The 1975 procession marched through the Memorial Arch to the center of the square, then made a U-turn back to the area where the speeches would be made.

On the left is Dean of Students George Langeler.  On the right is Robert Longsworth, a faculty adviser to the Wesley Fellowship when I was a freshman, now Dean of the College of Arts and Sciences.

And in the black robe is Emil Danenberg, the twelfth President of Oberlin College.  Earlier that week, I had attended his inauguration ceremony at Finney Chapel.

Danenberg had been Professor of Pianoforte in the college’s Conservatory of Music since 1960.

Further back in the procession, the seniors continued to march onto the square,

while the spectators awaited their arrival.  In the background we see the roof of the stage, which was set up in front of the Arch.

President Danenberg led the dignitaries onto the stage, faced by hundreds of chairs which would soon be filled by the Class of 1975.

Elsewhere on the 13-acre square that weekend, other Obies were dressed more casually.

They’d even dug a pit for a pig roast.

And what was this approaching?  Another procession?

A small group of students dressed in black walked backward around the perimeter of the square, expressing their displeasure with something.  I never did succeed in reading their signs.

Their counter-Commencement marched not to musicians from the Conservatory but to a single drum.

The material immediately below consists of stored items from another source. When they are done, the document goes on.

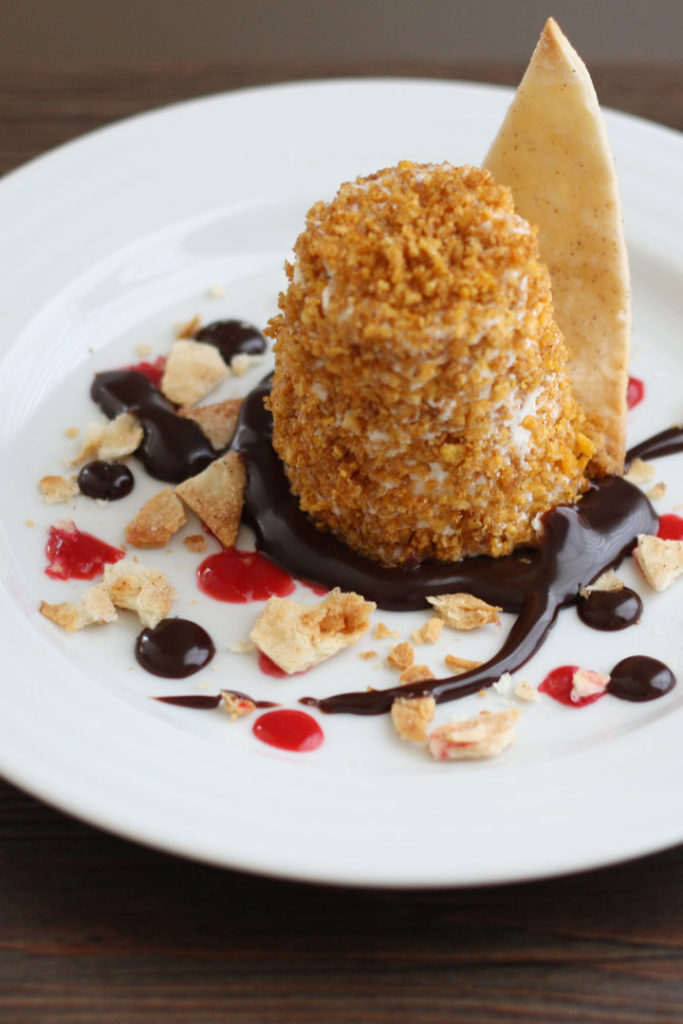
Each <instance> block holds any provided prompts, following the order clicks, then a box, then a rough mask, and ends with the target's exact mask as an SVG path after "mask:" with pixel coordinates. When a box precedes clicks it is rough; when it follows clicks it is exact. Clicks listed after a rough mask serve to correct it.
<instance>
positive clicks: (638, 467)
mask: <svg viewBox="0 0 683 1024" xmlns="http://www.w3.org/2000/svg"><path fill="white" fill-rule="evenodd" d="M655 473H656V469H655V468H654V466H653V465H652V463H650V462H643V460H642V459H634V460H633V462H632V463H631V465H630V466H629V469H628V471H627V472H626V473H625V474H624V479H625V480H628V481H629V482H630V483H649V481H650V480H651V479H652V478H653V476H654V474H655Z"/></svg>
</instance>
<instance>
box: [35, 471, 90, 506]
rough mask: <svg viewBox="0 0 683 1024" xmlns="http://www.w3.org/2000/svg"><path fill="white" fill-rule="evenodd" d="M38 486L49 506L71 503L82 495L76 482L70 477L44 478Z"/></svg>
mask: <svg viewBox="0 0 683 1024" xmlns="http://www.w3.org/2000/svg"><path fill="white" fill-rule="evenodd" d="M38 486H39V487H40V493H41V495H42V496H43V500H44V502H45V503H46V504H47V505H59V504H61V503H62V502H69V501H71V499H72V498H75V497H76V495H80V493H81V490H80V488H79V485H78V483H77V482H76V480H72V479H70V478H69V477H68V476H43V478H42V479H41V480H40V481H39V483H38Z"/></svg>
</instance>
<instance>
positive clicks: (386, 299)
mask: <svg viewBox="0 0 683 1024" xmlns="http://www.w3.org/2000/svg"><path fill="white" fill-rule="evenodd" d="M294 251H295V262H294V263H293V264H292V265H288V267H287V273H288V278H289V287H288V289H287V291H286V292H285V293H284V294H283V295H281V298H280V309H281V312H280V314H279V315H278V316H275V317H274V318H273V319H271V321H270V323H269V325H268V328H267V330H266V332H265V333H266V334H267V335H269V336H270V337H271V338H273V339H274V341H275V345H274V352H275V371H274V377H273V385H272V391H271V395H270V408H271V410H272V414H273V421H274V432H273V444H274V447H275V451H276V452H278V454H279V455H280V457H281V459H282V460H283V463H284V465H285V469H286V472H287V475H288V477H289V480H290V483H291V486H292V489H293V492H294V493H295V495H297V497H298V499H299V503H300V506H301V508H302V509H303V510H304V511H305V512H307V513H308V514H309V515H310V516H311V518H312V519H313V520H314V521H315V522H316V523H317V524H318V525H321V526H324V527H327V528H329V529H331V530H333V531H335V532H336V534H338V535H339V536H340V537H341V538H342V539H343V540H345V541H346V542H347V543H348V544H349V545H350V546H351V547H352V548H353V549H355V550H357V551H359V552H361V553H362V554H365V555H368V556H370V557H371V558H374V559H376V560H379V561H381V562H384V563H386V564H396V563H402V562H404V561H405V560H407V559H412V558H416V559H418V560H422V559H424V558H438V559H446V560H457V559H459V558H461V557H463V556H465V555H473V554H479V553H487V554H493V555H505V554H507V553H509V552H510V551H512V549H513V548H514V547H515V546H517V545H520V544H529V543H532V542H533V541H535V540H536V532H535V529H533V526H532V522H533V520H535V518H536V517H537V516H538V515H539V514H541V513H543V512H545V511H547V510H548V509H550V508H551V507H553V506H554V505H557V504H558V503H560V502H571V501H573V500H574V499H575V497H577V495H578V494H580V493H581V492H583V490H584V489H585V487H586V479H585V476H584V468H585V466H586V464H587V462H588V460H589V459H590V457H591V455H592V453H593V446H592V444H591V442H590V441H588V439H587V438H586V437H585V436H584V434H583V433H582V423H583V418H582V414H581V413H580V411H579V408H578V407H577V404H575V402H574V399H573V397H572V393H571V388H570V384H569V380H568V376H567V369H566V361H567V354H566V350H565V347H564V344H563V341H562V338H561V335H560V333H559V331H558V329H557V326H556V325H555V323H554V321H553V307H552V301H551V294H550V280H549V275H548V271H547V269H546V267H545V266H543V265H542V264H541V262H540V260H539V254H538V247H537V240H536V232H535V231H533V229H532V228H531V227H530V226H529V225H528V223H527V222H526V221H524V220H522V218H521V217H519V216H518V215H517V214H516V213H515V211H514V208H513V204H512V198H511V194H510V191H509V189H507V188H505V187H502V186H499V185H497V184H496V183H495V182H494V179H493V178H492V177H490V175H489V174H488V173H487V172H485V171H481V170H477V169H474V168H470V167H461V168H456V167H452V166H451V165H449V164H442V165H424V166H420V165H416V164H412V163H409V162H403V163H401V164H399V165H398V166H397V167H395V168H390V169H387V170H383V171H379V172H377V173H376V174H373V175H371V176H370V177H367V178H358V179H357V180H356V181H355V182H348V183H346V184H343V185H342V186H341V188H340V189H339V193H338V194H337V197H336V198H335V199H334V200H333V202H331V203H329V204H326V203H317V204H316V205H315V206H313V207H312V209H311V210H310V211H309V213H308V216H307V220H306V228H305V230H304V231H303V233H302V234H301V236H300V237H299V239H298V240H297V242H296V245H295V247H294Z"/></svg>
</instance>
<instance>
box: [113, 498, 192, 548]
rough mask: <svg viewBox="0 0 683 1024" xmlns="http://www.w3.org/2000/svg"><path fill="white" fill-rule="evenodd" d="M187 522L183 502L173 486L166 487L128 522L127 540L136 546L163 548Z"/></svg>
mask: <svg viewBox="0 0 683 1024" xmlns="http://www.w3.org/2000/svg"><path fill="white" fill-rule="evenodd" d="M186 522H187V516H186V515H185V510H184V508H183V506H182V502H181V501H180V499H179V498H176V496H175V494H174V493H173V490H172V489H171V487H164V489H163V490H160V492H159V494H156V495H154V496H153V497H152V498H151V499H150V501H148V502H145V504H144V505H143V506H142V508H141V509H140V511H139V512H138V513H137V515H136V516H135V518H134V519H133V520H132V521H131V522H129V523H128V525H127V526H126V540H127V541H128V543H129V544H132V546H133V547H134V548H163V547H164V546H165V545H167V544H168V542H169V541H170V540H171V538H172V537H173V535H174V534H177V531H178V530H179V529H180V528H181V526H184V524H185V523H186Z"/></svg>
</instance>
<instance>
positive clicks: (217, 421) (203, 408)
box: [178, 398, 242, 452]
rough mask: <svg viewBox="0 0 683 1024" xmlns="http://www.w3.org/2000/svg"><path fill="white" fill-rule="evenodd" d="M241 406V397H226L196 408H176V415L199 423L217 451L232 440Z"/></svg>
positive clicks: (237, 423)
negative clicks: (206, 404) (209, 403)
mask: <svg viewBox="0 0 683 1024" xmlns="http://www.w3.org/2000/svg"><path fill="white" fill-rule="evenodd" d="M241 406H242V398H226V399H225V401H214V402H212V403H211V404H209V406H198V407H197V409H186V408H185V407H183V408H181V409H179V410H178V416H184V417H185V419H187V420H194V421H195V423H197V424H199V426H200V428H201V430H202V432H203V434H204V436H205V437H207V438H208V440H209V442H210V443H211V446H212V447H213V449H215V450H216V451H217V452H219V451H220V450H221V449H224V447H227V445H228V444H229V443H230V441H231V440H232V435H233V434H234V428H236V427H237V425H238V417H239V415H240V408H241Z"/></svg>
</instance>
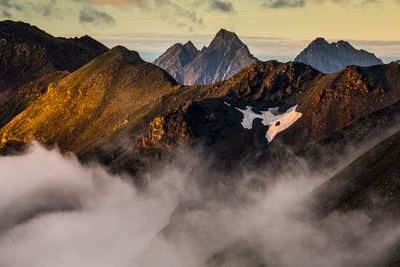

Here they pass a boulder of granitoid gneiss from Plum Creek, 600 yards to the south.  Seniors installed it on the square one December night in 1897 for the edification of geology students. 

 

According to the Oberlin Heritage Center, this rock and another like it “became public billboards in the 1960s. Today, anyone can paint them on a first-come, first-served basis.”  In May 1975, the message was addressed to the graduates.